Vedanta share price saw its drop by 8.96% to Rs 247.80 as its Q1 FY24 consolidated net profit fell by 40% to Rs 2,640 crore compared to the previous year. The decline was triggered by news of a stake sale by top shareholder Twin Star Holdings, aimed at repaying debt for parent company Vedanta Resources. Despite this, Vedanta has impressively reduced its debt by $3 billion within 14 months. The broader Indian equity market also suffered a decline, led by banking, financial, technology, consumer, realty, and energy sectors.
Vedanta Share Price Faces Turbulence: Profits Slide and Stake Sale Buzz Roils Market
Vedanta, a prominent player in the metals industry, faced a significant setback in its stock performance, witnessing a sharp 8.96% plunge to Rs 247.80 from the previous day’s close at Rs 272.20. This drop comes in the wake of a worrisome 40% dip in the company’s consolidated net profit for Q1 FY24, amounting to Rs 2,640 crore, a noticeable decline from the Rs 4,421 crore reported in the corresponding period last year.
Adding to the turmoil, Vedanta’s primary stakeholder, Twin Star Holdings, disclosed its intention to divest a 4.30% stake in the company.

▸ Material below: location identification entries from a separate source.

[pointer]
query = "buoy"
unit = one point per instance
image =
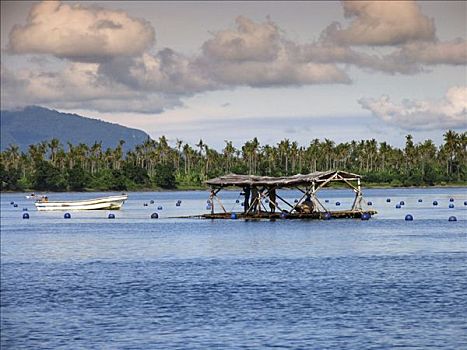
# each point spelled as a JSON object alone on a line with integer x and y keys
{"x": 366, "y": 216}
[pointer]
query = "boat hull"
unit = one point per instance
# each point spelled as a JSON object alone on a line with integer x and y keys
{"x": 105, "y": 203}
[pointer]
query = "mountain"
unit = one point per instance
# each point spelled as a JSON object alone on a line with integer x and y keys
{"x": 35, "y": 124}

This move, aimed at alleviating the debt burden of Vedanta Resources, has sent ripples through the market, contributing to the downward trajectory of Vedanta’s shares. The offered price for the shares in this stake sale was set at Rs 258.50 apiece, further influencing the stock’s valuation.

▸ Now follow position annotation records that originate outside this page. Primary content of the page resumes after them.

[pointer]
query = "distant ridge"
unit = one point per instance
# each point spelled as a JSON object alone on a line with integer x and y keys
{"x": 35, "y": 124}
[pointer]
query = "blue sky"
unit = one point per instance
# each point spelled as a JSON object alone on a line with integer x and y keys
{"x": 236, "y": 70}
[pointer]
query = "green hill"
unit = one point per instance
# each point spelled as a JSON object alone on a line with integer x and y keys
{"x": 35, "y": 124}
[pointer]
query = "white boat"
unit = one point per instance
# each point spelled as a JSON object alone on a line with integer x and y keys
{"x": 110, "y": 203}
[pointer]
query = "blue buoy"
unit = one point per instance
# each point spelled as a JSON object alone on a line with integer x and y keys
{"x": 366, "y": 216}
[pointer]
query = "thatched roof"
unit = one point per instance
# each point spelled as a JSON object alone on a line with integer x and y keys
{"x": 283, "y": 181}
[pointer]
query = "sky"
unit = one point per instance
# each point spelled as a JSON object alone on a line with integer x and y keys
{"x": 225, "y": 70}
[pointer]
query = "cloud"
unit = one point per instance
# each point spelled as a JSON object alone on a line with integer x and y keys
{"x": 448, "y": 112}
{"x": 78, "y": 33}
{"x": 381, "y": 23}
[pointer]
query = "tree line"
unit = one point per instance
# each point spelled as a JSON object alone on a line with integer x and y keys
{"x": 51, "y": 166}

It’s noteworthy that Vedanta’s official stance on this potential stake sale is yet to be articulated. The day’s trading on the Bombay Stock Exchange (BSE) exhibited exceptionally high activity, with a trading volume of about 1.68 crore shares—far surpassing the two-week average of 5.57 lakh shares. The total turnover on the exchange stood at Rs 431.19 crore, contributing to the company’s market capitalization of Rs 94,063.66 crore.
Digging deeper into Vedanta’s financials, the company’s shareholding pattern as of June 2023 indicated that promoters retained a sizable 68.11% stake in the firm. As for its financial health, Vedanta revealed a net debt of approximately Rs 59,200 crore for Q1 FY24, with the net debt-to-EBITDA ratio rising to 1.88 times during the June quarter, compared to 1.28 times in the previous quarter.

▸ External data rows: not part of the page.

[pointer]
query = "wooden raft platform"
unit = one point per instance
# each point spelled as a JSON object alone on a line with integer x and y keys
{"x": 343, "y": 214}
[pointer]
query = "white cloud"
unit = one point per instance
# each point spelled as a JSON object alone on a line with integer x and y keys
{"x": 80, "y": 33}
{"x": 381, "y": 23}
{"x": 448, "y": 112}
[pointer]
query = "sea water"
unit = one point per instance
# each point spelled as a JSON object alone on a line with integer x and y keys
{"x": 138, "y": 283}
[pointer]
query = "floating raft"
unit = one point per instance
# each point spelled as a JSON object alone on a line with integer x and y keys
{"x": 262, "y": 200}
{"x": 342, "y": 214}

In a positive stride, Vedanta highlighted its achievement of reducing debt by $3 billion within a span of 14 months, following its announcement in February 2022 to expedite deleveraging and target a $4 billion debt reduction within three years. This accomplishment marks a substantial 75% progress towards the set debt reduction goal.
Amidst these developments, the broader Indian stock market witnessed a continued decline during afternoon trading. The downward trend was largely driven by the underperformance of banking, financial, technology, consumer, realty, and energy sectors, contributing to the overall market sentiment.